The resistors are 1% tolerance. If the resistors are at the opposite ends of their tolerance, and the DAC output is at its maximum, then the output is actually:
(1000 * 1.01)/(68 * 0.99) * (1.65 - 3.3) = -24.755
That is an error of 0.755V, which is significant. Note, this is an approximation since the actual gain equation is more complicated when the resistance is not the same for each pair of resistors, so in reality the output would be off by even more.
For rev 1, the power rails are now +/-15V, so the new gain equation is:
Vout = 1000/110 * (1.65 - Vdac)
This ratio of nominal resistor values actually matches the target gain, where 1000/110 = 30/3.3 = 9.09. If 1% resistors are used, then the maximum error is approximately 0.303V. This is still probably too much, as it should really be somewhere around +/-0.1V. Therefore, 0.1% resistors should be used.
The differential receiver threshold voltage will be replaced with a 1 channel DAC for rev 1. This simplifies the board layout a lot and cuts down on the BOM cost. This way, the software will have to calculate the required receiver threshold voltage and set it when switching to differential mode. If this were to be done in hardware, a 4 channel 4:1 demux (a 24 pin chip) + dual opamp circuit would be required to handle all of the threshold voltage combinations depending on whether or not the microcontroller output is inverted. That is for each I/O channel pair. (We need to be able to invert an I/O channel output in software in order to handle some differential protocols).

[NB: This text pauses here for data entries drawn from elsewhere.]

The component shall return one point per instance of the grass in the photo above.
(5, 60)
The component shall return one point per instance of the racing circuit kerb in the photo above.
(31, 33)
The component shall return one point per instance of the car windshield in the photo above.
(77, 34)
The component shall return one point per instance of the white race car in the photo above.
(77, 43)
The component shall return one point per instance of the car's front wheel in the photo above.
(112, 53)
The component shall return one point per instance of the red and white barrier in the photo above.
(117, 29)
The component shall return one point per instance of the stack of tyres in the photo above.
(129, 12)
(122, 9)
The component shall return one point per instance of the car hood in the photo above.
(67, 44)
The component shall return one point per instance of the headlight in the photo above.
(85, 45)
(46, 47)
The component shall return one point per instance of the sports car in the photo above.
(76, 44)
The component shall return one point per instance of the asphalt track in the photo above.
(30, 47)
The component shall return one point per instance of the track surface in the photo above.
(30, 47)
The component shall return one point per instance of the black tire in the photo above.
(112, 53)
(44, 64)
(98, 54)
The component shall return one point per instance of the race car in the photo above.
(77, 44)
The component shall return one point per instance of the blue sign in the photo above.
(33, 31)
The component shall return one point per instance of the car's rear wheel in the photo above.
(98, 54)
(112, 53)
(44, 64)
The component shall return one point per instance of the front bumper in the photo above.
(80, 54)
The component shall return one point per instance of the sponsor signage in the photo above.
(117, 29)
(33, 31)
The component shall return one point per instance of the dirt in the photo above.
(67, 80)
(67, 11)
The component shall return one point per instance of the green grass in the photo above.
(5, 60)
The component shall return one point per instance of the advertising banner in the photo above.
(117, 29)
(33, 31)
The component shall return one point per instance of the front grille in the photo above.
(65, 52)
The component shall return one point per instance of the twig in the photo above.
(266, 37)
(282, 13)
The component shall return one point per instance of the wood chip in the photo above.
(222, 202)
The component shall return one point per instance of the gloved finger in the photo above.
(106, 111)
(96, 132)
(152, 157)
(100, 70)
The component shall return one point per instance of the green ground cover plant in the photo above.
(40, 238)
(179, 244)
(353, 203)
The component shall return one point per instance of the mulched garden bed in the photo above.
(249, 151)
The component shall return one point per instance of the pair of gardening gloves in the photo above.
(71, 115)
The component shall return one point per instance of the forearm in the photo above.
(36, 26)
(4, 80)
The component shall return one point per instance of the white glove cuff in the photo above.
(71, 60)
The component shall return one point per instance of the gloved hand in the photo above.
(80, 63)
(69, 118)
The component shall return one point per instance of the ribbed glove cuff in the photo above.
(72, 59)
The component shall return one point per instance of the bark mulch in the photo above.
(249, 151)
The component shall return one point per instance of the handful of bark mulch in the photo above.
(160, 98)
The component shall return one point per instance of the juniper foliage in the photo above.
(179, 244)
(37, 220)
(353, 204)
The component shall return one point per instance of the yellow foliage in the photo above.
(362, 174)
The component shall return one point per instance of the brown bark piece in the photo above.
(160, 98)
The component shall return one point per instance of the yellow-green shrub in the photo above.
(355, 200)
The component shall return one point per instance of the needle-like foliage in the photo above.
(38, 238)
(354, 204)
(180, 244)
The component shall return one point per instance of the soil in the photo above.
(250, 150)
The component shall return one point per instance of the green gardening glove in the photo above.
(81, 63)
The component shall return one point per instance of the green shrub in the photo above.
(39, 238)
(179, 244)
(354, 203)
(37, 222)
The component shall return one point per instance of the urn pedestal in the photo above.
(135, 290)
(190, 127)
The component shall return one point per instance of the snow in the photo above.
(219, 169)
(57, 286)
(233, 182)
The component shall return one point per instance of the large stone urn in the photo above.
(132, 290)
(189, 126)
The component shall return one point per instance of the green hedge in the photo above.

I've chosen the 1 channel version of the MCP4728, which is the MCP4725. An op-amp circuit similar to the 4 ch DAC will be used to scale the output to +/-15V.
I think we will have enough pins free on the MCU to run each DAC output to an ADC channel. For 4 I/O channels, that will be (4 + 1) * 2 = 10 DAC outputs. We can choose whether or not we want to use this for calibration, and whether or not we need it, but for rev 1 I will include it on the board.
We might run into issues noise coupling onto the ADC lines, which might make calibration difficult/impossible, but we need to build it to find out.